In its finer moments, “Wanted” is like a righteous dark comedy. A geek getting a gun while reflecting upon it spastically is, well, kind of awesome. Once Wesley realizes that he’s a notorious protégé, capable of shooting wings off flies and curving bullets, life seems pretty sweet. Wesley’s solid voice-over that changes from tired to triumphant exudes that.
The film benefits from the talents of Morgan Freeman (“Million Dollar Baby”), Common (“American Gangster”) and the indelible Jolie. Everybody here seems to know how good they are, even if curving a bullet should be impossible. David Denby complained in The New Yorker a few weeks ago about the lack of thrill in digital effects. For the most part, he’s right. We’re jaded; “The Matrix” ruined a lot of people’s imaginations. But in “Wanted,” with freak director Timur Bekmambetov (“Day Watch”) helming, we see a creativity we seldom see in CGI, making this alone worth summer action admission.

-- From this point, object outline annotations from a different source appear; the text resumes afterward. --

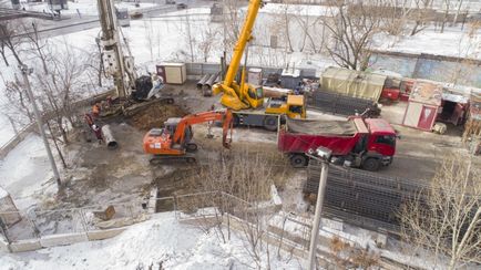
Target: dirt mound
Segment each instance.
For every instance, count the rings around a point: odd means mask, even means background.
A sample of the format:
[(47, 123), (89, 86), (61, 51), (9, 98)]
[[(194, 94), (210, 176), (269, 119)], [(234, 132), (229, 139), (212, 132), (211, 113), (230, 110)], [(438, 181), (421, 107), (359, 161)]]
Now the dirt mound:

When a bullet vacates a man’s head, flying backwards slowly back to barrel as to reveal the shooter’s origin, we watch because it’s just so cool. It’s like people were actually trying when they made this. Just don’t go telling too many people you love this. Because, in the end, it’s a silly movie.
“Wanted” is not a good movie, but it sure is a fun one. Think of one of those snazzy colorful cocktails at Charlie’s. Looks cool, and you enjoyed it. But man, are you embarrassed for kind of liking it.